看见他进来了, 一直趴在床榻上的女子微微起身,头发披散堪堪遮住了半边脸,似乎因为有恙而声音沙哑道“殿下”
凤离梧将毛糕放在桌子上举步走了过去, 可刚到床边就嗅闻到一股子药味,竟然将她身上特有的体香遮掩殆尽。
凤离梧动了动鼻翼,心道这是吃了什么药味这么重不过看向她的脸,倒是依旧是肤白鼻挺的模样,并未有太大的改变。
想着好好的人走的时候还活蹦乱跳, 现在却病得起不来身,凤离梧不禁一阵心疼, 在床榻便坐定后, 伸手摸向了她的脊背, 然后将她拉入怀中。
只是这女子一时病恹恹的不怎么抬头, 只伸手捶着他的胸口道“这几日一直心念殿下,自从掉入水中, 不知怎么总是梦见浅儿像我哭诉去,给我倒一杯水, 刚吃了药口干得很”
看凤离梧依旧不动, 那女子伸手在他的胸口轻捶一下“怎的分开几日就这么不乖了, 快去啊动作若慢,仔细了你的屁股”
凤离梧顿了顿,起身去桌边拿起水杯倒了水, 顺手又将烛光拨亮。
女人却在床榻便低声道“太亮了, 刺眼睛。”
不过风流梧恍如没有听到一般, 举着烛台与水杯一起走了过来,然后将水杯递给了她,只举着蜡烛在一旁细细打量着她
扮作姜秀润的影女也算是凤舞手下中经验老道的了,她自信自己就算白日站在凤离梧的面前,在容貌上也绝无破绽。
可是为了周全起见,还是调暗里屋室内的灯光。
也不知这凤离梧是哪里不对,竟然举着烛光来看,在那摇曳灯光的映衬下,凤离梧的眼眸隐没在一片幽暗里,薄唇紧抿,竟是看不出面对爱妾时的随和惬意。

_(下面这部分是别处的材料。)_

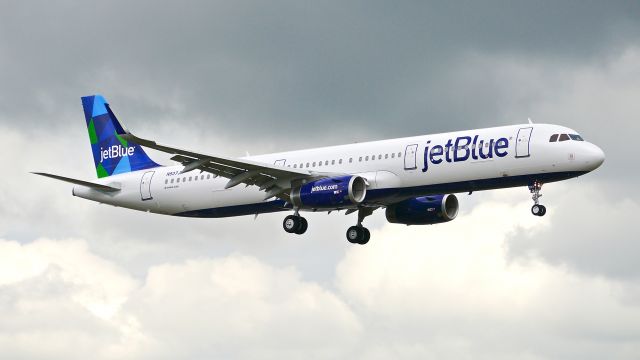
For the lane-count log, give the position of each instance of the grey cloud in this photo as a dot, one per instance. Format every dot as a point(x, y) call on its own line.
point(285, 66)
point(592, 231)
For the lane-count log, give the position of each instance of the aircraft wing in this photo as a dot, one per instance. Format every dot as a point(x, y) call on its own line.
point(274, 180)
point(89, 184)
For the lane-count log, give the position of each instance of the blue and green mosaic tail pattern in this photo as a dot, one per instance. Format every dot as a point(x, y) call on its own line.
point(111, 154)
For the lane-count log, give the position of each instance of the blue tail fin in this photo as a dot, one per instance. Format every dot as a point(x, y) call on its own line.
point(111, 154)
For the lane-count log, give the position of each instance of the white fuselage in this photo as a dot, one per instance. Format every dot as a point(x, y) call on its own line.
point(395, 169)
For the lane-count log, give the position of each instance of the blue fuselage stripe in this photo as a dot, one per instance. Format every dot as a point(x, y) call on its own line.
point(391, 195)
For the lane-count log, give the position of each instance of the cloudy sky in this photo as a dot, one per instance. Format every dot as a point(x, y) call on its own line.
point(82, 280)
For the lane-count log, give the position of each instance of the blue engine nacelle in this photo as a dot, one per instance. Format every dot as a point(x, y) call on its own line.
point(424, 210)
point(330, 192)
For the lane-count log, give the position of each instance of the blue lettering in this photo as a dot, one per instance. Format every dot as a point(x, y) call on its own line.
point(464, 147)
point(436, 151)
point(502, 143)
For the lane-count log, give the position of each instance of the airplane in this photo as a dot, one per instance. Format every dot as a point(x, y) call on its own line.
point(413, 178)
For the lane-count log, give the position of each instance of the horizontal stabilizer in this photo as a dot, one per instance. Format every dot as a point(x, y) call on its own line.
point(95, 186)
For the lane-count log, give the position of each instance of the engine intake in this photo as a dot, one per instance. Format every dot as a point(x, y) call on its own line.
point(424, 210)
point(330, 192)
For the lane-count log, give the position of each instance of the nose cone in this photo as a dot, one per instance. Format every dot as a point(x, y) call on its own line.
point(594, 157)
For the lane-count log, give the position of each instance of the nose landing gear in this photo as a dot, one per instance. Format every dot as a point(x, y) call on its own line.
point(537, 209)
point(295, 224)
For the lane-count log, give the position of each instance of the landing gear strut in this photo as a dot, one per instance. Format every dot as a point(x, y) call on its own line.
point(537, 209)
point(295, 224)
point(359, 234)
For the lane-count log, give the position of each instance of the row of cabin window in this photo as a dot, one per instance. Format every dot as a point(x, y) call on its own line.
point(565, 137)
point(333, 162)
point(190, 178)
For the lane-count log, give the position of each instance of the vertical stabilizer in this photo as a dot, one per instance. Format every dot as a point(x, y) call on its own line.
point(111, 154)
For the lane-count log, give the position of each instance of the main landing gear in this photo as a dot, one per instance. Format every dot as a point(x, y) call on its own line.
point(295, 224)
point(359, 234)
point(537, 209)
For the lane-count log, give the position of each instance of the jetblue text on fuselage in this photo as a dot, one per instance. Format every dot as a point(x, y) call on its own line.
point(115, 151)
point(464, 147)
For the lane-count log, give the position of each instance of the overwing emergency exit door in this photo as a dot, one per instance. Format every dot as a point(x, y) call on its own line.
point(145, 185)
point(410, 157)
point(522, 143)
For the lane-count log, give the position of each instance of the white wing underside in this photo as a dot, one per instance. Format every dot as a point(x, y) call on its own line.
point(274, 180)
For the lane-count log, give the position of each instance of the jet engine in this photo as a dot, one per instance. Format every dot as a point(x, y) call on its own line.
point(424, 210)
point(330, 192)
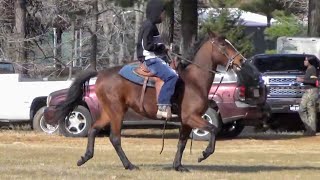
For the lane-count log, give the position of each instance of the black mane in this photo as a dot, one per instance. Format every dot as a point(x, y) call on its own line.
point(190, 54)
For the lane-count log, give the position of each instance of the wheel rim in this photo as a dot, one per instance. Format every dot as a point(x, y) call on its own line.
point(47, 128)
point(76, 123)
point(202, 133)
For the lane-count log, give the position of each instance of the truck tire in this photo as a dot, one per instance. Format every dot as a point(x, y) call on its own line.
point(77, 124)
point(212, 116)
point(40, 125)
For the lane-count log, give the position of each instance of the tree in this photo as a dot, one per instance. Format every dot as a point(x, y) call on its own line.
point(20, 29)
point(314, 18)
point(228, 24)
point(286, 25)
point(265, 7)
point(189, 24)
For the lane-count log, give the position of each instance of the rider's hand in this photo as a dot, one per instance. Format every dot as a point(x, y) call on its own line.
point(299, 79)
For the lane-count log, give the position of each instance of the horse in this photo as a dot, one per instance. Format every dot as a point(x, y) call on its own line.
point(116, 94)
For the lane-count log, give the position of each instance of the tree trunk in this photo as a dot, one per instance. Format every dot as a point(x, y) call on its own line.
point(59, 51)
point(94, 39)
point(139, 7)
point(314, 18)
point(166, 27)
point(189, 23)
point(177, 43)
point(20, 27)
point(73, 47)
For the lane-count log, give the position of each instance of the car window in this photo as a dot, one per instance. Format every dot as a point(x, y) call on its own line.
point(228, 77)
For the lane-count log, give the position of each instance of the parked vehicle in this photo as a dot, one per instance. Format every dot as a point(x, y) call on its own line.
point(228, 110)
point(280, 72)
point(24, 100)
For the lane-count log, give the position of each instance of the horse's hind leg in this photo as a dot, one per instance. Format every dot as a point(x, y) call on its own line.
point(102, 122)
point(183, 138)
point(115, 138)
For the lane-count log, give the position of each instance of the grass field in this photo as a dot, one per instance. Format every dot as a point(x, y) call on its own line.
point(28, 155)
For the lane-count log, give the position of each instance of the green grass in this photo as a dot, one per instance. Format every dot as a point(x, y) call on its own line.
point(27, 155)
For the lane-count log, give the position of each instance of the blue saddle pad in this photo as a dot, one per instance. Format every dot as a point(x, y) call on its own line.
point(128, 73)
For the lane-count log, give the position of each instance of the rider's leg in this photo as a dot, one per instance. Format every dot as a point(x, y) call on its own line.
point(170, 77)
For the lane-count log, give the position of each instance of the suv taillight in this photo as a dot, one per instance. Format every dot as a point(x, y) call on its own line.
point(242, 93)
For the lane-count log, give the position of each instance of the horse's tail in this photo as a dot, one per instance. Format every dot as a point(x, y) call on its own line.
point(74, 96)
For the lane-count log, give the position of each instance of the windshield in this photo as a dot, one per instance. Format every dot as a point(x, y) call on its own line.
point(279, 63)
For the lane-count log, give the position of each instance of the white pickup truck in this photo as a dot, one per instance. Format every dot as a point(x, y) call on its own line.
point(24, 100)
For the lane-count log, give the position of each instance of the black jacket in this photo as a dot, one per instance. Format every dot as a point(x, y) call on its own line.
point(149, 43)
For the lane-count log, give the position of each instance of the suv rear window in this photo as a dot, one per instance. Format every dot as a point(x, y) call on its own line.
point(229, 77)
point(266, 63)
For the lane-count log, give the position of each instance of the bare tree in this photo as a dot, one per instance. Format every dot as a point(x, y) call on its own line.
point(314, 18)
point(189, 23)
point(20, 29)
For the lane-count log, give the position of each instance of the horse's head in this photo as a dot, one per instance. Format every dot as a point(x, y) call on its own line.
point(226, 54)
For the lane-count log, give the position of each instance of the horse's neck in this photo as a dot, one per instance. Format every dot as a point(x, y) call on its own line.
point(198, 73)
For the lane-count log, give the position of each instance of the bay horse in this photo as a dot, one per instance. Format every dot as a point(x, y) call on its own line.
point(116, 94)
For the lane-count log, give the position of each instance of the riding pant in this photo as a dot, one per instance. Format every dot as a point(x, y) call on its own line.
point(162, 70)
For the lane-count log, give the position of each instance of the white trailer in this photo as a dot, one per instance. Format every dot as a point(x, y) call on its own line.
point(299, 45)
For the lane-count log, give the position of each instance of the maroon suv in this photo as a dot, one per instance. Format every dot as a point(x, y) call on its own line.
point(231, 108)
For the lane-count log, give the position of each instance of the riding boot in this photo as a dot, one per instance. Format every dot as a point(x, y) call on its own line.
point(164, 111)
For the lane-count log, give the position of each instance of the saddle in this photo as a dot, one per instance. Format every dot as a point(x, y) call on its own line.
point(139, 73)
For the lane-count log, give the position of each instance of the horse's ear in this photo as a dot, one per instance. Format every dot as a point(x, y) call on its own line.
point(212, 34)
point(221, 38)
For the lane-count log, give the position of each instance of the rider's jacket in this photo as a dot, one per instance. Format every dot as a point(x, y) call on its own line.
point(149, 43)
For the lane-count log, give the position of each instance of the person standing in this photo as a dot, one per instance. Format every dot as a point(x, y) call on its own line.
point(307, 109)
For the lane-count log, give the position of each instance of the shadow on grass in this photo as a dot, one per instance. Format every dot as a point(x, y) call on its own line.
point(243, 168)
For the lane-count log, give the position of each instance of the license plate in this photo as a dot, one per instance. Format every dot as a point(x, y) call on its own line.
point(294, 108)
point(256, 93)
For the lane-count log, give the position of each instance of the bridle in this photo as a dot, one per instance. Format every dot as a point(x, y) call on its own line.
point(222, 50)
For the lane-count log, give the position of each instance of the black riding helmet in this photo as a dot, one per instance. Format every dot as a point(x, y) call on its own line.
point(154, 10)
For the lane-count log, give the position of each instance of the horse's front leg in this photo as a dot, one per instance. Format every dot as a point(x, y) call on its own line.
point(183, 138)
point(195, 121)
point(212, 142)
point(95, 129)
point(90, 146)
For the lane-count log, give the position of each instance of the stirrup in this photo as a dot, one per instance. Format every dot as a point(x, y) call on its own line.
point(166, 114)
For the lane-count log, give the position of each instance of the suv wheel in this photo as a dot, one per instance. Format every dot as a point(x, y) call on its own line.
point(39, 124)
point(77, 124)
point(231, 130)
point(212, 117)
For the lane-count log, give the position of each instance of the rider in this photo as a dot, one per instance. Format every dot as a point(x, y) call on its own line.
point(149, 50)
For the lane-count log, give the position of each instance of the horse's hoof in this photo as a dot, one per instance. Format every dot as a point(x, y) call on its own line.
point(81, 161)
point(182, 169)
point(205, 155)
point(132, 167)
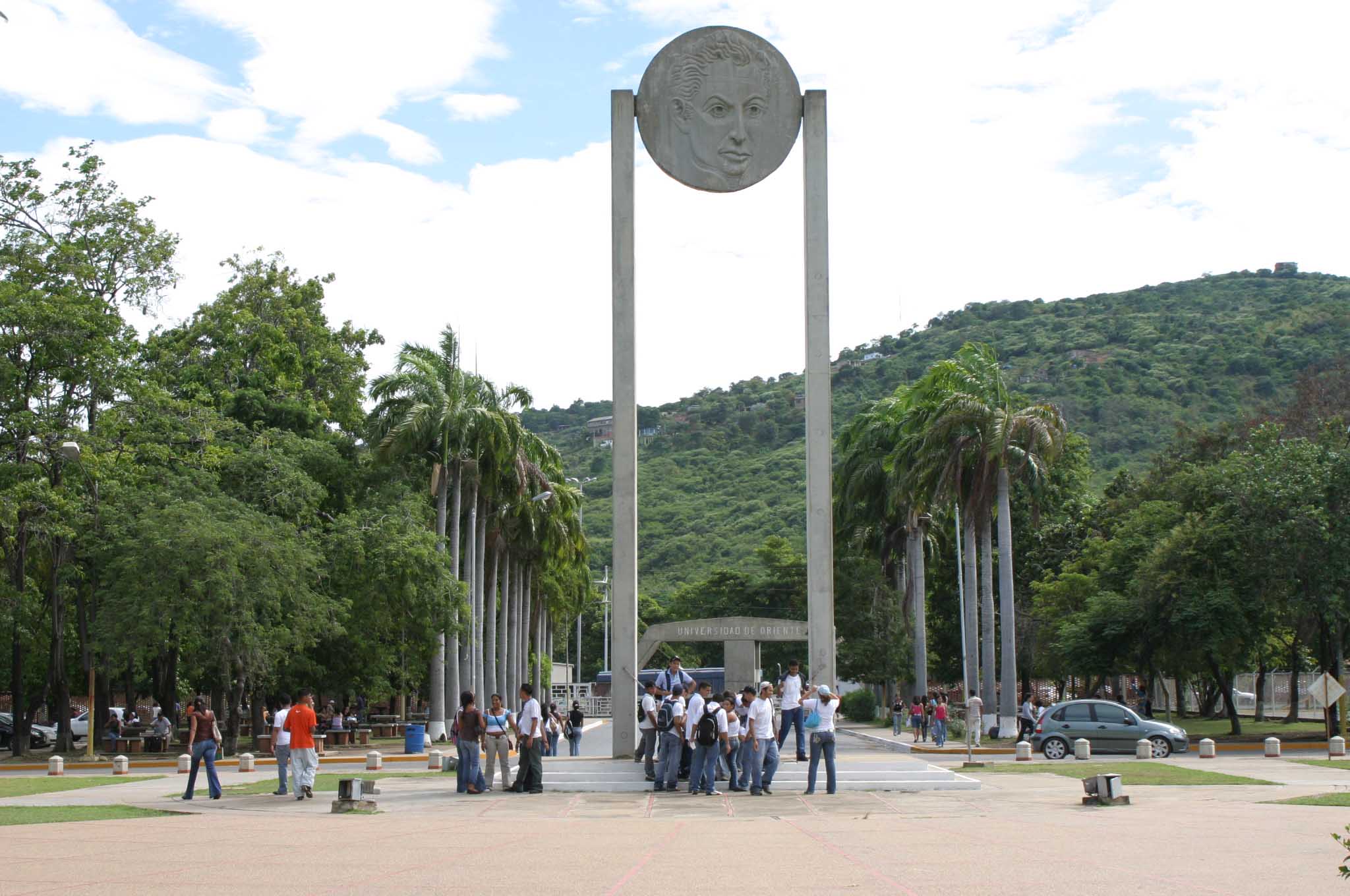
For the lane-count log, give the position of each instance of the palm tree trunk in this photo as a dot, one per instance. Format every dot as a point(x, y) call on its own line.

影女到底是历练过许多的老手,将烛光迎来,反而微微扬起了脸儿,任凭姣好的面容从长发里露出来,冲着凤离梧妩媚的一笑,眼波幽怨道“分隔了这么久,殿下难道是不想我了”
说着,便衣襟半解,露出裹着肚兜的饱满胸线,然后拉扯这凤离梧的衣襟将他往怀里拽。
凤离梧却反手一把握住了她的手腕,拇指来回摩挲道“是觉得痒了,要孤给你解一解吗”
那影女闻言,露出对着铜鉴练习了许久的媚笑道“空旷了这么久,正需要殿下的甘露解渴”
说着,她的身子开始向他的怀里贴去,只待他意乱情迷时,便抽出枕下藏着的簪去刺她。
可是还没有等她触碰到凤离梧的胸膛,那男人却突然一个反手扯住了她的头发,猛将她按压在了床板上,同时语气森冷道“你究竟是何人”
影女心中大骇,却犹不死心道“殿下,您是怎么了,我是姜秀润啊难道几日不见,殿下就变心不认我了”
可惜此时凤离梧已经耐心全无,只伸手要将她扔甩在地,细细审问。
就在这时,那女子突然伸手朝着枕下摸出,竟然握住一把长簪朝着身后的凤离梧疯狂刺去。
不过凤离梧一早就起了戒心,岂能让那簪子沾身只甩手便卸下了那女子一个胳膊,然后将她狠狠扔甩在地,同时猛喝暗卫入门,将那女子捆绑住,更是为了避免她咬舌自尽,用一团抹布塞住了她的嘴。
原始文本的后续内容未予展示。